Background & objectives: Mosquitoes are responsible for transmitting several diseases, including malaria, dengue, chikungunya, filariasis, and yellow fever, etc. Release of larvivorous fishes is one of the cheapest method of vector management approach, with long suppression of mosquito population. The present study identifies the native larvivorous fishes and evaluates their potential larvivoracity for biological control of mosquito larvae in an endemic malarious region.

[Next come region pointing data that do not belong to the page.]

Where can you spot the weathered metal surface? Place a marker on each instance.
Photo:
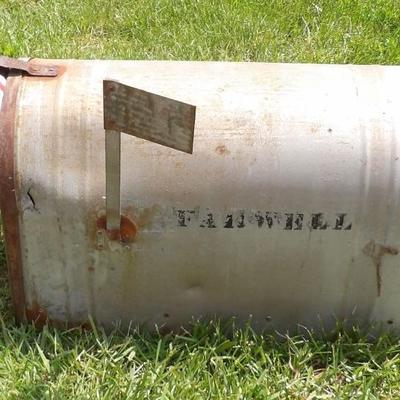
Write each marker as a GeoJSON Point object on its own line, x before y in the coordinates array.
{"type": "Point", "coordinates": [2, 84]}
{"type": "Point", "coordinates": [113, 179]}
{"type": "Point", "coordinates": [8, 196]}
{"type": "Point", "coordinates": [148, 116]}
{"type": "Point", "coordinates": [30, 67]}
{"type": "Point", "coordinates": [295, 172]}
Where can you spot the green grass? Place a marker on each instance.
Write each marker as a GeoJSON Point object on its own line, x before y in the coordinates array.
{"type": "Point", "coordinates": [329, 31]}
{"type": "Point", "coordinates": [207, 362]}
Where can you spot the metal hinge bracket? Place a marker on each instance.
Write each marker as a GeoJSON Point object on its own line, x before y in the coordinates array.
{"type": "Point", "coordinates": [31, 68]}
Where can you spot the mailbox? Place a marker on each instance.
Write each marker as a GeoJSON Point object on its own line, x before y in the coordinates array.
{"type": "Point", "coordinates": [201, 189]}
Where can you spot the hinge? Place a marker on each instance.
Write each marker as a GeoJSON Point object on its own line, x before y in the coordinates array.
{"type": "Point", "coordinates": [31, 68]}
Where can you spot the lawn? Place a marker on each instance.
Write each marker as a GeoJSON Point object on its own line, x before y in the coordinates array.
{"type": "Point", "coordinates": [205, 362]}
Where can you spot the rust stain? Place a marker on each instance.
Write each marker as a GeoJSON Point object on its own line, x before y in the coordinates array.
{"type": "Point", "coordinates": [222, 150]}
{"type": "Point", "coordinates": [126, 233]}
{"type": "Point", "coordinates": [376, 251]}
{"type": "Point", "coordinates": [8, 195]}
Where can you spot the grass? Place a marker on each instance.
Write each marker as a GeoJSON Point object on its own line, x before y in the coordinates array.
{"type": "Point", "coordinates": [206, 362]}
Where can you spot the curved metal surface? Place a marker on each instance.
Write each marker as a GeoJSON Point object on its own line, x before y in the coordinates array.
{"type": "Point", "coordinates": [8, 201]}
{"type": "Point", "coordinates": [287, 210]}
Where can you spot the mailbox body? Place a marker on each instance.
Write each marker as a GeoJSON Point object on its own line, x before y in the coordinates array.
{"type": "Point", "coordinates": [287, 212]}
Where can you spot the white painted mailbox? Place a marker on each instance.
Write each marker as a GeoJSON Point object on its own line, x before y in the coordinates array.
{"type": "Point", "coordinates": [287, 210]}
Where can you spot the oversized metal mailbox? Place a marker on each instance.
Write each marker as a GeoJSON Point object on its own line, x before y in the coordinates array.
{"type": "Point", "coordinates": [287, 210]}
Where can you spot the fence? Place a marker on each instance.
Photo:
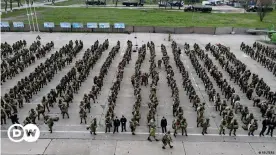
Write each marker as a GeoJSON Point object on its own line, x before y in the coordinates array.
{"type": "Point", "coordinates": [131, 29]}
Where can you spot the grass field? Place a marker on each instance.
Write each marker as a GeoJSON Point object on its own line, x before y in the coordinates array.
{"type": "Point", "coordinates": [143, 17]}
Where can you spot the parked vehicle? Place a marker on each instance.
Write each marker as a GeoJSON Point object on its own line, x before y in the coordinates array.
{"type": "Point", "coordinates": [128, 3]}
{"type": "Point", "coordinates": [206, 9]}
{"type": "Point", "coordinates": [254, 8]}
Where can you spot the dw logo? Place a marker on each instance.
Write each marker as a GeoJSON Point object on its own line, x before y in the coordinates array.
{"type": "Point", "coordinates": [29, 133]}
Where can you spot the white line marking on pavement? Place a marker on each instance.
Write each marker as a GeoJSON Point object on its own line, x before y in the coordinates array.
{"type": "Point", "coordinates": [142, 133]}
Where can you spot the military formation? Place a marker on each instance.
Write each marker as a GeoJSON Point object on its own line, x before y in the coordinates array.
{"type": "Point", "coordinates": [263, 54]}
{"type": "Point", "coordinates": [223, 92]}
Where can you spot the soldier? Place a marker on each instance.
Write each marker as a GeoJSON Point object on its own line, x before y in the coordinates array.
{"type": "Point", "coordinates": [159, 63]}
{"type": "Point", "coordinates": [222, 126]}
{"type": "Point", "coordinates": [50, 122]}
{"type": "Point", "coordinates": [116, 123]}
{"type": "Point", "coordinates": [64, 110]}
{"type": "Point", "coordinates": [93, 126]}
{"type": "Point", "coordinates": [175, 126]}
{"type": "Point", "coordinates": [123, 121]}
{"type": "Point", "coordinates": [3, 116]}
{"type": "Point", "coordinates": [45, 103]}
{"type": "Point", "coordinates": [132, 124]}
{"type": "Point", "coordinates": [40, 110]}
{"type": "Point", "coordinates": [244, 113]}
{"type": "Point", "coordinates": [183, 126]}
{"type": "Point", "coordinates": [83, 115]}
{"type": "Point", "coordinates": [152, 126]}
{"type": "Point", "coordinates": [205, 126]}
{"type": "Point", "coordinates": [252, 127]}
{"type": "Point", "coordinates": [167, 139]}
{"type": "Point", "coordinates": [271, 126]}
{"type": "Point", "coordinates": [265, 124]}
{"type": "Point", "coordinates": [108, 124]}
{"type": "Point", "coordinates": [164, 124]}
{"type": "Point", "coordinates": [233, 126]}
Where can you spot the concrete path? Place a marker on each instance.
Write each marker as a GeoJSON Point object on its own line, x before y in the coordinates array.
{"type": "Point", "coordinates": [71, 137]}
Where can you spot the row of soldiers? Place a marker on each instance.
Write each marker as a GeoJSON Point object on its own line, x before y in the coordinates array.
{"type": "Point", "coordinates": [16, 95]}
{"type": "Point", "coordinates": [116, 86]}
{"type": "Point", "coordinates": [98, 81]}
{"type": "Point", "coordinates": [261, 58]}
{"type": "Point", "coordinates": [152, 105]}
{"type": "Point", "coordinates": [22, 59]}
{"type": "Point", "coordinates": [7, 49]}
{"type": "Point", "coordinates": [250, 123]}
{"type": "Point", "coordinates": [246, 118]}
{"type": "Point", "coordinates": [227, 112]}
{"type": "Point", "coordinates": [137, 80]}
{"type": "Point", "coordinates": [90, 59]}
{"type": "Point", "coordinates": [51, 99]}
{"type": "Point", "coordinates": [265, 50]}
{"type": "Point", "coordinates": [180, 122]}
{"type": "Point", "coordinates": [77, 77]}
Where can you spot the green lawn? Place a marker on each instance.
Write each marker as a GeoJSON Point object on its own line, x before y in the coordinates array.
{"type": "Point", "coordinates": [146, 17]}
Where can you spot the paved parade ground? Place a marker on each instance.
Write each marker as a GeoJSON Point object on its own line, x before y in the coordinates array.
{"type": "Point", "coordinates": [71, 137]}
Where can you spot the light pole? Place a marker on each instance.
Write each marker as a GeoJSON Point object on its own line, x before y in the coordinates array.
{"type": "Point", "coordinates": [28, 16]}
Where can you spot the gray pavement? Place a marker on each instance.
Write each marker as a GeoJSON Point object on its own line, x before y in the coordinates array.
{"type": "Point", "coordinates": [71, 137]}
{"type": "Point", "coordinates": [216, 9]}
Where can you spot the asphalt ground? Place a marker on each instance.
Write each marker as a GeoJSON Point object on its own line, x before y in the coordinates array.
{"type": "Point", "coordinates": [71, 137]}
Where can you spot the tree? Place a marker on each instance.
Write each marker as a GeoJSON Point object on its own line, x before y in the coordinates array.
{"type": "Point", "coordinates": [6, 5]}
{"type": "Point", "coordinates": [11, 5]}
{"type": "Point", "coordinates": [262, 8]}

Methods: During the year 2012-13, an ecological descriptive study was carried out in diverse aquatic habitats of fish species found in different areas of Ranchi district, in Jharkhand state of India. Fishes were captured using fishing nets, and identified and classified according to the available keys. Their larvivorous potential was graded according to their feeding potential. Data on current conservation status as well as their abundance were also recorded and analysed.
Results: In total, 30 larvivorous fish species belonging to seven orders, 10 families and 21 genera were identified. Order Cypriniformes and the family Cyprinidae were the most ascendant group constituting 66.7 and 60%, respectively. The grading assessment of larvivorous potential for different fish species revealed that, Colisa fasciatus possess maximum larvivoracity (+ + + + +). According to the conservation, assessment and management plan (CAMP, 1998), 60% species were at lower risk near threat (LRnt), while 86.7% species were at least concerned (LC) as per the IUCN, 2017 categorisation. All fish species preferred to inhabit in freshwater. Maximum species occurrence was found in the river (63.3%). Only 30% species were bottom feeders (BF).
Interpretation & conclusion: The larvivoracity and habitat distribution analysis indicated that C. fasciatus, Oreochromis mossambica, Esomus danricus, Oryzias melastigma, Puntius sophore, P. ticto, Rasbora daniconius, R. elegans, Aplocheilus panchax, and Danio (B) rerio possess high-level larvivorous potentiality in nature and are recommended for malaria control in the study area. There is an increasing pressure on the fish fauna, of facing several threats, such as fishing, human interference, loss of habitat, overexploitation, pollution, siltation, trade, and diseases. Therefore, periodic survey and monitoring of fish biodiversity, demarcation of breeding sites, field level research study on the efficacy of these fishes, and public awareness on establishment of larvivorous fish ponds should be adopted as a part of the vector management approach in the endemic malarious region of Ranchi district in Jharkhand, India.
Keywords: Biological control; Ranchi; larvivoracity; larvivorous fish; mosquito larvae.